Cataracts can result from old age, trauma or secondary complications from diseases like glaucoma. Most often, they result because of an inherited condition. They can, therefore, be present at birth or develop when a dog is very young.
Cataracts can also result as a secondary complication of diseases such as diabetes. A small consolation is that dogs with cataracts have higher surgical success rates.
A visit to a veterinarian is essential once a pet owner notices that its eyes are turning blush grey. The vet will recommend the additional steps for treatment or surgery.
5. Uveitis or the “Soft Eye”
Uveitis is a condition when a dog's uvea becomes inflamed. The "uvea" is a portion of the dog eye comprised of the iris, ciliary body, and choroid. Uveitis can lead to dramatic decrease in eye pressure, resulting in something called “soft eye.”
It is painful and accompanied by a red eye, severe tearing and squinting, the third eyelid protruding and avoidance of light. The pupil reacts slowly to light because it is too small.
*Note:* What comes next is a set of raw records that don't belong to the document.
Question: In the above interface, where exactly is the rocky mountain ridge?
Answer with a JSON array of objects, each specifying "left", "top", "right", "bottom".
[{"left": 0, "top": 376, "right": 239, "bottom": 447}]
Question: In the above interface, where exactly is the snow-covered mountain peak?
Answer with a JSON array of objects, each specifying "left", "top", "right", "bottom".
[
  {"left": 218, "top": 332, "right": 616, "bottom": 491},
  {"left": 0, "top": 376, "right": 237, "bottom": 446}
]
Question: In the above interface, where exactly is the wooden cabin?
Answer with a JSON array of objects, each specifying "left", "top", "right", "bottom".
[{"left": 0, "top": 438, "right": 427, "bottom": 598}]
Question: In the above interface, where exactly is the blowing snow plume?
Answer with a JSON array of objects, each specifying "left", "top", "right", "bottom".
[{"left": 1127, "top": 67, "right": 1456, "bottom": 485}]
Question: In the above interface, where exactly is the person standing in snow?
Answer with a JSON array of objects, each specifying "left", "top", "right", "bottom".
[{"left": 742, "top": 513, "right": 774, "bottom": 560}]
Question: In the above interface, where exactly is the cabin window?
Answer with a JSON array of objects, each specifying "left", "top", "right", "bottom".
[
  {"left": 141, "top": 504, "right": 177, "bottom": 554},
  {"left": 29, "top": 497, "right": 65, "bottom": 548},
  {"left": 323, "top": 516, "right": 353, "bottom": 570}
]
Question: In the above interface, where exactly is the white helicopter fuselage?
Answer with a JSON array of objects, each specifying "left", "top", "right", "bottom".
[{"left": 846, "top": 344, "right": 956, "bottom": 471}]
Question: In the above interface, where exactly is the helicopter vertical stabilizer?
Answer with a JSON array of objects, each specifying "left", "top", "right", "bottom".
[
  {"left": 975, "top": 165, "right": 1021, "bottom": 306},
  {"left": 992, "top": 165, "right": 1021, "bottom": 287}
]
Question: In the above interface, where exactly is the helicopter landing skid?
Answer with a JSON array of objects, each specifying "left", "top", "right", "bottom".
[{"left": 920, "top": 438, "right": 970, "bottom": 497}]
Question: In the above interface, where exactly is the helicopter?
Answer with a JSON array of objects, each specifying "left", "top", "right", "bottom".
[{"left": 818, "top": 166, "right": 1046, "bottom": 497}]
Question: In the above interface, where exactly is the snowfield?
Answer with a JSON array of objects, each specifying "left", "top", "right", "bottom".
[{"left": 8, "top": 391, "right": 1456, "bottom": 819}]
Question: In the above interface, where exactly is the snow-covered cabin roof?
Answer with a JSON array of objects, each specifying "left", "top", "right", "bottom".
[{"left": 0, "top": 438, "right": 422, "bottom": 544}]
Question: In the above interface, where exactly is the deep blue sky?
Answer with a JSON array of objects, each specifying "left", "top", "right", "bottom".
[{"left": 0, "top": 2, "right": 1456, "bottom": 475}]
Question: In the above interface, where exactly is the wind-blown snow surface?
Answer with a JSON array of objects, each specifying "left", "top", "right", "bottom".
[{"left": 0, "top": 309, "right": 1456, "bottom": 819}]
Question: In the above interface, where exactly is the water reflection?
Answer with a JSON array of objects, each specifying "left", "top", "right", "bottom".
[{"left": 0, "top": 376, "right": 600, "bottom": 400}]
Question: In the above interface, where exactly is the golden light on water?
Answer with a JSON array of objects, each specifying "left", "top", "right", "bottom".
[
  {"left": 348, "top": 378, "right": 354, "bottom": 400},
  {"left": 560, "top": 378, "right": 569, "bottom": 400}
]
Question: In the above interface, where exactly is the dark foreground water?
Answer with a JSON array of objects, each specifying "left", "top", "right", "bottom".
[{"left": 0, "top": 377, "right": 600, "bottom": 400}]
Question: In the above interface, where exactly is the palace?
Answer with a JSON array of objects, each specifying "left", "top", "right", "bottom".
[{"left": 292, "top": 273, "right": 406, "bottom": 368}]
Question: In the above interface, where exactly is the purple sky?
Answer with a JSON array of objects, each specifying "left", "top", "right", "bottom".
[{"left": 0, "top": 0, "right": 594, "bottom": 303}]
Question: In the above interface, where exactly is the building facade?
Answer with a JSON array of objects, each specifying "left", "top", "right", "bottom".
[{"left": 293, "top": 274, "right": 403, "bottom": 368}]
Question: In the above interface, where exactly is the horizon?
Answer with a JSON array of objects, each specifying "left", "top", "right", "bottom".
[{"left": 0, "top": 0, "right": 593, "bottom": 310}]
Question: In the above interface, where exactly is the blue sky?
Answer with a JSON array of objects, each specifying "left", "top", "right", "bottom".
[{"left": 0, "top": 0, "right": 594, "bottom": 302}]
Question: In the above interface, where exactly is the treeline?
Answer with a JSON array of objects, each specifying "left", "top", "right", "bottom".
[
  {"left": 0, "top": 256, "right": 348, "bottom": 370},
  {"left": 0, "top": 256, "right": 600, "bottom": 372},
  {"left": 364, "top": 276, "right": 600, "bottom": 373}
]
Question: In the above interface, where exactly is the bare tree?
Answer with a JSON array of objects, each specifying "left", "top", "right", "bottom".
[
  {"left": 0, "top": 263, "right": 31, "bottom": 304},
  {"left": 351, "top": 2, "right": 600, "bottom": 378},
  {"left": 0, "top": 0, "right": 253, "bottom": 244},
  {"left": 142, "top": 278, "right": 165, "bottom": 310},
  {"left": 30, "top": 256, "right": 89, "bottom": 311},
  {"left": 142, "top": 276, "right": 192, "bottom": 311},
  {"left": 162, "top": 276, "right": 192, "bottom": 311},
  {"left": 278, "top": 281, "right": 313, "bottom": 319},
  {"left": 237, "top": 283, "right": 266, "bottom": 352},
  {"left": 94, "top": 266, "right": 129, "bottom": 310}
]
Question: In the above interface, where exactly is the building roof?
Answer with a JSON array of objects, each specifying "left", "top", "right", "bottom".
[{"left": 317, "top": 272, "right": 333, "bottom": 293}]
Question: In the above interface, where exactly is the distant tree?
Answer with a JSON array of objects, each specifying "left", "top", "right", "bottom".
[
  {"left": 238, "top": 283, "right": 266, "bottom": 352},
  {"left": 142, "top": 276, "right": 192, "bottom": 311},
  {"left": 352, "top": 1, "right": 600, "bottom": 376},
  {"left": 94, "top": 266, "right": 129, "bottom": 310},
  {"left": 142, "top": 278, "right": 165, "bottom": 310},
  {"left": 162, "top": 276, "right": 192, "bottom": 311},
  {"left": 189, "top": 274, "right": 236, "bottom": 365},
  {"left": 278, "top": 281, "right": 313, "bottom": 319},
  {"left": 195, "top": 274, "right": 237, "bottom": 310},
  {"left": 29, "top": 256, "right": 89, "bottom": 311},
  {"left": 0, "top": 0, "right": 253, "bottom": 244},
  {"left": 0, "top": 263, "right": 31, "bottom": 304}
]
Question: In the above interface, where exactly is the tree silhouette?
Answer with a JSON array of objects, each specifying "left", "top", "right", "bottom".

If left untreated, the dog suffers from a sunken eye and eventual blindness.
Uveitis comes about when the iris becomes inflamed. The iris works like the shutter on a camera, blocking the pupil from excess light. When it becomes inflamed, there is a drastic decrease of pressure within the eye because of a reduction in the fluid that maintains this pressure. This fluid is produced by the structure of the eye known as the ciliary body.